In terms of the downstream analysis, the report points out that as the cost of producing sequence data decreases, the relative costs of analysis and informatics increase. Also, more generally, "the entire field of biology is still adapting to using and publishing papers on large data sets."
The report also raises the issue of data security and privacy, and suggests ways of controlled data access.
A Plethora of Possible Projects
During the genome sequencing breaktout session, participants put forward a variety of sequencing projects in different research areas that NHGRI should consider in the future, including human genetics, functional genomics, cancer, the human microbiome, and genome evolution and model organisms. The suggestions cover "the range of opportunities for compelling sequencing projects that could be done in the next five years, given the trajectory of the new sequencing capabilities," according to the report.
The report stressed, however, that it is unclear which of these, or other, projects will go forward and be funded in the future.

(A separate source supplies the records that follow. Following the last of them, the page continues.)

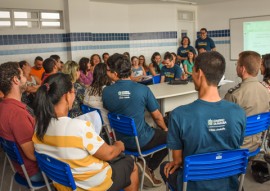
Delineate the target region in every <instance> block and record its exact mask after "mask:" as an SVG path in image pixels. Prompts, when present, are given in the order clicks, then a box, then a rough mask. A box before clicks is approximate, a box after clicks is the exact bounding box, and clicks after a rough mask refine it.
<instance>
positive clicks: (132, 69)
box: [130, 56, 146, 82]
mask: <svg viewBox="0 0 270 191" xmlns="http://www.w3.org/2000/svg"><path fill="white" fill-rule="evenodd" d="M131 64H132V67H131V76H130V78H131V80H133V81H135V82H139V81H141V80H142V77H144V76H146V73H145V71H144V69H143V67H142V66H139V59H138V57H137V56H132V57H131Z"/></svg>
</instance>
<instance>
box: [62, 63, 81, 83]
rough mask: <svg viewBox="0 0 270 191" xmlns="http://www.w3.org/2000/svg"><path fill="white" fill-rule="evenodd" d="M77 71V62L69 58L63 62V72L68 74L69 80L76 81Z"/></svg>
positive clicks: (77, 66)
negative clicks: (64, 61)
mask: <svg viewBox="0 0 270 191" xmlns="http://www.w3.org/2000/svg"><path fill="white" fill-rule="evenodd" d="M77 71H79V64H77V62H75V61H73V60H69V61H67V62H66V63H65V65H64V68H63V73H65V74H68V75H70V77H71V82H72V83H75V82H76V81H77Z"/></svg>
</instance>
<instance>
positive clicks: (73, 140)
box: [33, 73, 138, 191]
mask: <svg viewBox="0 0 270 191" xmlns="http://www.w3.org/2000/svg"><path fill="white" fill-rule="evenodd" d="M74 99H75V89H74V87H73V83H72V82H71V78H70V76H69V75H67V74H63V73H57V74H53V75H51V76H49V77H48V78H47V79H46V80H45V81H44V84H43V85H42V86H41V87H40V88H39V89H38V91H37V95H36V99H35V107H34V112H35V116H36V132H35V134H34V136H33V142H34V146H35V150H36V151H37V152H39V153H44V154H47V155H49V156H51V157H55V158H57V159H58V160H61V161H64V162H66V163H68V164H69V165H70V167H71V171H72V174H73V177H74V180H75V183H76V186H77V189H78V190H100V191H103V190H104V191H105V190H109V191H115V190H120V189H123V188H124V189H125V190H126V191H131V190H132V191H133V190H136V191H137V190H138V171H137V167H136V165H134V161H133V159H132V158H131V157H129V156H126V157H125V158H122V159H120V160H118V161H115V162H114V163H111V164H109V163H108V162H106V161H109V160H112V159H114V158H115V157H117V156H118V155H119V154H120V153H121V152H122V151H124V149H125V148H124V144H123V143H122V142H121V141H116V142H114V144H113V145H107V144H106V143H105V142H104V140H103V139H101V138H100V136H99V135H97V134H96V132H95V131H94V127H93V124H92V123H91V122H90V121H84V120H80V119H71V118H69V117H67V115H68V111H69V109H70V108H72V104H73V101H74ZM55 187H56V189H57V190H65V189H66V187H64V186H63V185H60V184H57V183H55Z"/></svg>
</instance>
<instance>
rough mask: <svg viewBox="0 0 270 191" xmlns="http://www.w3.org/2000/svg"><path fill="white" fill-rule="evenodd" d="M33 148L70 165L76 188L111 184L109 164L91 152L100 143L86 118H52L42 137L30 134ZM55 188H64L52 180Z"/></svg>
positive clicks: (91, 190) (98, 146)
mask: <svg viewBox="0 0 270 191" xmlns="http://www.w3.org/2000/svg"><path fill="white" fill-rule="evenodd" d="M33 142H34V144H35V149H36V151H37V152H39V153H43V154H47V155H49V156H51V157H54V158H57V159H58V160H61V161H63V162H66V163H68V164H69V165H70V167H71V171H72V174H73V177H74V179H75V182H76V185H77V190H79V191H80V190H91V191H103V190H108V189H109V188H110V187H111V185H112V180H111V176H112V169H111V167H110V165H109V164H108V163H107V162H105V161H102V160H100V159H98V158H96V157H94V156H93V155H94V154H95V153H96V151H97V150H98V149H99V148H100V147H101V146H102V145H103V144H104V141H103V140H102V139H101V138H100V136H99V135H97V134H96V133H95V131H94V127H93V124H91V123H90V122H89V121H83V120H79V119H71V118H68V117H60V118H58V120H57V119H52V120H51V122H50V124H49V126H48V129H47V132H46V134H45V136H44V138H43V140H42V141H40V140H38V139H37V137H36V134H34V136H33ZM55 186H56V188H58V190H61V191H62V190H67V189H64V187H63V186H60V185H59V184H55Z"/></svg>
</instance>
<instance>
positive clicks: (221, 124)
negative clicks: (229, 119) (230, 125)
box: [207, 119, 227, 132]
mask: <svg viewBox="0 0 270 191" xmlns="http://www.w3.org/2000/svg"><path fill="white" fill-rule="evenodd" d="M226 124H227V121H226V120H225V119H209V120H208V121H207V125H208V130H209V131H210V132H216V131H225V130H226V128H225V125H226Z"/></svg>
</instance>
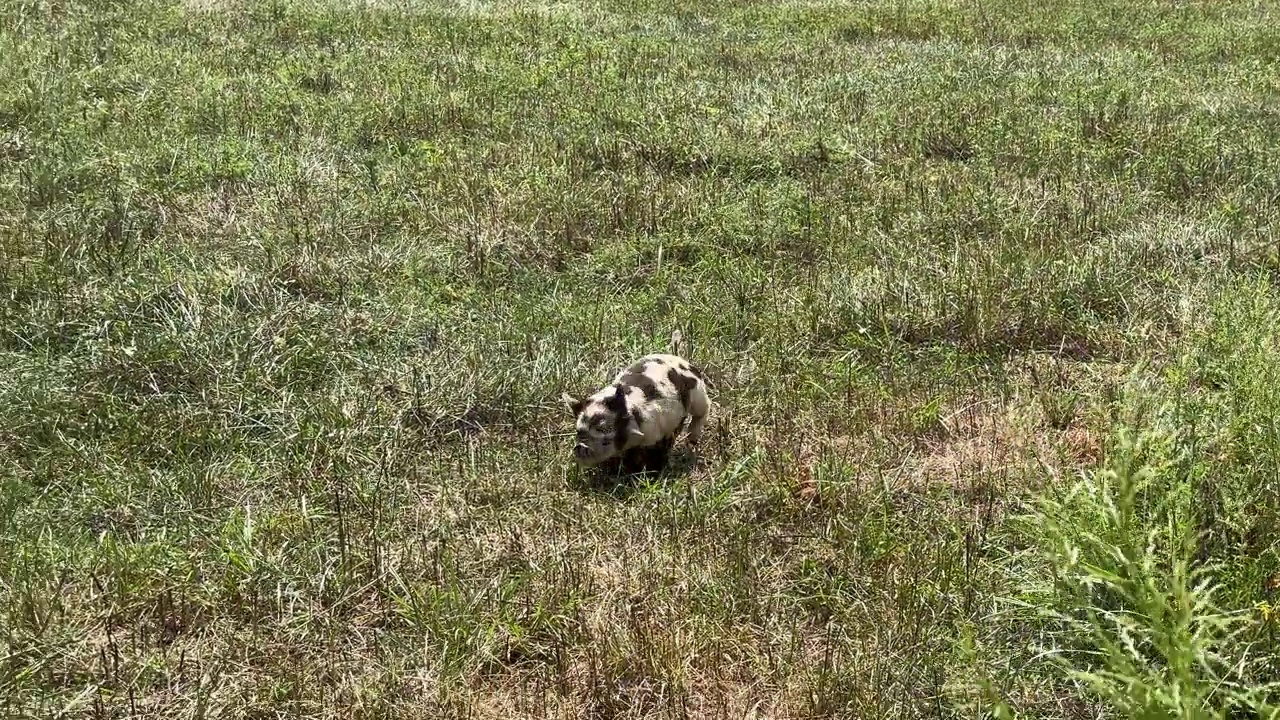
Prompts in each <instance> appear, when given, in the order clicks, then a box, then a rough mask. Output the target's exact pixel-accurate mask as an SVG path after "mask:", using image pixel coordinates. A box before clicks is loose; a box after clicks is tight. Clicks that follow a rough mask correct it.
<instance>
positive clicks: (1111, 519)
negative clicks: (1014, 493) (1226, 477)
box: [1025, 433, 1280, 719]
mask: <svg viewBox="0 0 1280 720" xmlns="http://www.w3.org/2000/svg"><path fill="white" fill-rule="evenodd" d="M1171 445H1172V443H1171V442H1169V438H1167V437H1161V436H1160V434H1156V433H1144V434H1140V436H1138V437H1134V438H1130V437H1121V439H1120V442H1119V443H1117V446H1116V448H1115V454H1114V455H1112V460H1111V464H1110V466H1108V468H1106V469H1102V470H1098V471H1094V473H1089V474H1088V475H1087V477H1085V478H1083V479H1080V480H1079V482H1076V483H1074V484H1073V486H1070V487H1069V488H1065V491H1064V492H1061V495H1060V496H1059V497H1046V498H1043V500H1042V501H1041V502H1039V505H1038V507H1037V511H1036V514H1034V515H1033V516H1032V518H1030V521H1032V528H1029V530H1028V532H1030V533H1034V534H1036V537H1037V538H1038V541H1039V542H1038V548H1039V550H1041V552H1042V553H1043V557H1044V559H1046V560H1047V561H1048V569H1050V573H1051V578H1052V584H1051V585H1046V587H1043V588H1042V592H1041V593H1037V594H1033V596H1028V597H1025V601H1027V602H1029V605H1030V606H1032V607H1034V609H1036V610H1037V612H1038V614H1041V616H1042V618H1043V619H1046V620H1048V621H1050V623H1051V624H1052V625H1053V626H1055V628H1056V629H1055V630H1053V633H1052V634H1051V635H1050V637H1051V638H1053V643H1055V644H1053V646H1052V647H1047V648H1044V652H1046V653H1050V655H1051V656H1052V660H1053V662H1055V664H1056V665H1057V666H1059V667H1060V669H1061V671H1062V674H1064V678H1066V679H1068V680H1071V682H1076V683H1079V684H1080V685H1082V687H1083V688H1084V689H1087V691H1088V692H1089V693H1092V694H1093V696H1094V697H1097V698H1098V700H1101V701H1102V702H1105V703H1106V705H1107V706H1108V707H1110V708H1111V710H1112V711H1114V712H1116V714H1119V715H1120V716H1123V717H1185V719H1193V717H1194V719H1199V717H1204V719H1208V717H1228V716H1236V714H1239V712H1242V711H1247V712H1249V714H1256V715H1254V716H1262V717H1275V716H1277V714H1280V706H1275V705H1270V703H1268V700H1267V698H1268V696H1267V693H1268V692H1270V691H1272V689H1274V688H1268V687H1266V685H1263V684H1260V683H1258V682H1257V678H1256V675H1254V670H1256V667H1254V665H1256V664H1257V660H1258V659H1257V657H1256V656H1254V655H1256V653H1254V648H1251V647H1249V646H1248V644H1247V643H1242V642H1240V638H1242V634H1243V633H1244V632H1247V630H1248V629H1249V625H1252V624H1253V623H1256V618H1252V612H1249V611H1248V610H1244V611H1240V610H1236V611H1229V610H1224V609H1222V606H1221V605H1220V603H1219V597H1217V594H1219V588H1220V582H1219V580H1217V579H1216V578H1215V573H1216V570H1217V569H1216V568H1213V566H1212V565H1199V564H1197V562H1196V556H1197V552H1196V544H1197V538H1196V525H1194V523H1193V521H1192V515H1193V512H1190V507H1189V501H1190V500H1192V498H1190V495H1189V493H1188V492H1185V489H1187V488H1181V489H1183V492H1179V489H1180V488H1179V487H1178V484H1176V482H1171V480H1170V474H1171V473H1172V471H1174V462H1175V460H1176V459H1174V457H1171V456H1170V455H1169V452H1170V450H1171ZM1266 652H1267V651H1266V648H1261V653H1262V655H1265V653H1266Z"/></svg>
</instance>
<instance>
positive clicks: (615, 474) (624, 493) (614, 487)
mask: <svg viewBox="0 0 1280 720" xmlns="http://www.w3.org/2000/svg"><path fill="white" fill-rule="evenodd" d="M703 465H705V460H704V459H703V457H700V456H699V455H698V454H696V452H694V451H692V450H690V448H687V447H676V448H672V450H671V452H669V455H666V456H653V455H648V456H640V457H627V459H614V460H612V461H609V462H605V464H602V465H598V466H595V468H591V469H589V470H575V471H573V473H572V474H571V477H570V487H572V488H573V489H576V491H579V492H585V493H591V495H604V496H609V497H613V498H616V500H626V498H628V497H631V496H632V495H635V493H636V492H637V491H640V489H643V488H645V487H652V486H655V484H660V483H664V482H667V480H671V479H675V478H682V477H686V475H690V474H691V473H692V471H694V470H696V469H698V468H701V466H703Z"/></svg>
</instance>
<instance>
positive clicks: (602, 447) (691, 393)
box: [562, 333, 710, 471]
mask: <svg viewBox="0 0 1280 720" xmlns="http://www.w3.org/2000/svg"><path fill="white" fill-rule="evenodd" d="M678 348H680V334H678V333H677V334H676V336H675V337H673V338H672V354H653V355H645V356H644V357H641V359H639V360H636V361H635V363H634V364H632V365H631V366H630V368H627V369H625V370H622V372H621V373H618V374H617V377H614V379H613V382H612V383H611V384H608V386H605V387H604V388H600V389H598V391H595V392H594V393H591V395H589V396H586V397H584V398H581V400H580V398H575V397H573V396H571V395H568V393H564V395H563V396H562V400H563V402H564V406H566V407H568V410H570V411H571V413H572V414H573V416H575V418H576V419H577V428H576V429H577V434H576V438H575V439H576V442H575V446H573V460H575V461H576V462H577V464H579V466H581V468H594V466H598V465H603V464H605V462H609V461H614V460H621V461H622V465H623V469H625V470H627V471H630V470H632V469H635V468H636V466H637V465H639V466H640V468H643V469H646V470H660V469H662V468H663V466H666V462H667V457H668V456H669V452H671V448H672V447H673V446H675V443H676V434H677V433H680V429H681V427H682V425H684V423H685V420H686V419H689V443H690V445H698V442H699V439H701V434H703V427H704V425H705V424H707V415H708V414H709V413H710V398H709V397H708V395H707V378H705V377H704V375H703V373H701V370H699V369H698V368H696V366H695V365H694V364H692V363H690V361H689V360H685V359H684V357H681V356H680V355H676V354H675V352H676V351H678Z"/></svg>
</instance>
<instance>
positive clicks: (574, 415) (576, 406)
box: [561, 392, 586, 418]
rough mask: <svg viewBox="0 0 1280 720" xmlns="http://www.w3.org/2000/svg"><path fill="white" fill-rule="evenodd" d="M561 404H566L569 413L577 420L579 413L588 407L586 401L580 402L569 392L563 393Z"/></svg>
mask: <svg viewBox="0 0 1280 720" xmlns="http://www.w3.org/2000/svg"><path fill="white" fill-rule="evenodd" d="M561 402H563V404H564V407H567V409H568V411H570V413H572V414H573V416H575V418H576V416H577V414H579V413H581V411H582V407H586V401H585V400H579V398H576V397H573V396H572V395H570V393H567V392H562V393H561Z"/></svg>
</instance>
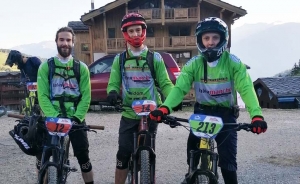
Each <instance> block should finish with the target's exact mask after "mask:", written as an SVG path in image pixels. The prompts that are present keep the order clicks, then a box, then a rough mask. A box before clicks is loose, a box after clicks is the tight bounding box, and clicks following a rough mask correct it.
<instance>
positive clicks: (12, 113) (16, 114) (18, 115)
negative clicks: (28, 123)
mask: <svg viewBox="0 0 300 184" xmlns="http://www.w3.org/2000/svg"><path fill="white" fill-rule="evenodd" d="M7 117H11V118H17V119H23V118H24V117H25V115H21V114H13V113H7Z"/></svg>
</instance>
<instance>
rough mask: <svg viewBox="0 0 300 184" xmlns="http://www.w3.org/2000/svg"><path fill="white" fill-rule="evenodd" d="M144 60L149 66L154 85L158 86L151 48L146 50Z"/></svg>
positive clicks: (156, 86) (158, 86)
mask: <svg viewBox="0 0 300 184" xmlns="http://www.w3.org/2000/svg"><path fill="white" fill-rule="evenodd" d="M146 62H147V64H148V66H149V69H150V72H151V76H152V78H153V80H154V84H155V86H156V87H159V85H158V82H157V80H156V72H155V70H154V52H152V51H151V50H148V52H147V56H146Z"/></svg>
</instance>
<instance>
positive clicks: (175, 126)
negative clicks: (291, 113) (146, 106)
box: [162, 115, 253, 131]
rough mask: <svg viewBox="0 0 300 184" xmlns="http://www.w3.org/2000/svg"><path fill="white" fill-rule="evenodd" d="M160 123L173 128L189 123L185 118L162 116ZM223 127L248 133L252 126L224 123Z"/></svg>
mask: <svg viewBox="0 0 300 184" xmlns="http://www.w3.org/2000/svg"><path fill="white" fill-rule="evenodd" d="M162 122H163V123H165V124H167V125H169V126H170V127H172V128H174V127H176V126H184V125H182V124H181V123H179V122H185V123H189V120H188V119H185V118H177V117H175V116H169V115H164V116H162ZM223 125H224V126H234V127H235V128H233V129H234V130H236V131H239V130H245V131H250V130H251V128H252V127H253V125H252V124H251V123H224V124H223Z"/></svg>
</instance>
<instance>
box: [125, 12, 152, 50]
mask: <svg viewBox="0 0 300 184" xmlns="http://www.w3.org/2000/svg"><path fill="white" fill-rule="evenodd" d="M133 25H141V26H142V35H141V36H135V37H133V38H131V37H130V36H129V35H128V33H127V27H129V26H133ZM146 28H147V24H146V20H145V19H144V17H143V16H142V15H141V14H139V13H128V14H127V15H125V16H124V17H123V19H122V23H121V31H122V32H123V36H124V38H125V40H126V42H128V43H129V44H130V45H132V46H134V47H140V46H141V45H142V44H143V42H144V41H145V39H146Z"/></svg>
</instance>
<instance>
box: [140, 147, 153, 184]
mask: <svg viewBox="0 0 300 184" xmlns="http://www.w3.org/2000/svg"><path fill="white" fill-rule="evenodd" d="M140 180H141V182H140V183H141V184H149V183H151V182H150V162H149V151H148V150H142V151H141V171H140Z"/></svg>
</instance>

Among the human genetics projects proposed are an expansion of the 1000 Genomes Project to include rarer variants, more populations, and phenotyped samples; whole-genome sequencing studies to complement "or possibly supersede" GWAS studies for major common diseases; whole-genome sequencing of medically characterized populations in longitudinal studies; finding modifiers of highly penetrant disease variants, such as in cystic fibrosis; and identifying the causal variants of all approximately 7,000 Mendelian diseases.
[ pagebreak ]
In the category of functional genomics, recommendations included deep transcriptome sequencing projects, along the lines of the ongoing Genotype-Tissue Expression pilot project, which will sequence the transcriptomes of 50 human tissues from each of 160 donors; development of single-cell methods; and epigenetic analyses.
Cancer projects suggested include more full-genome sequences of tumor-normal pairs; transcriptome and epigenome analyses of tumors; and analyses of heritable cancers.
New human microbiome projects could include "many more normal subjects than is now being considered for the Human Microbiome Project," sequencing of host genomes, and analyses of microbiomes of model organisms.
Regarding “genome evolution and model organisms” projects, the report states that genome sequences from several non-human primates "will facilitate insight into recent human evolution" and population genetics of model organisms "is an important, relatively unexplored area."
The limiting factor for many of these projects, which constitute "a pretty good list," according to Felsenfeld, will not only be the availability of funding but also the ability to organize them, as many of them would involve large-scale collaborations of many players, and it is often not easy to acquire suitable samples.
It often takes time to acquire such samples, and "when you finally get them, they are never as 'sequence-ready' as you think they are at the beginning," he said.
Also, seemingly trivial aspects like developing a common format to display data can be "a big deal" and should not be considered anew for every single project.
"There are just tons of issues like that that come up in every large collaboration," he said. And because of their complex nature, "there is a natural limit to how many of those you can run effectively at one time with a given number of people."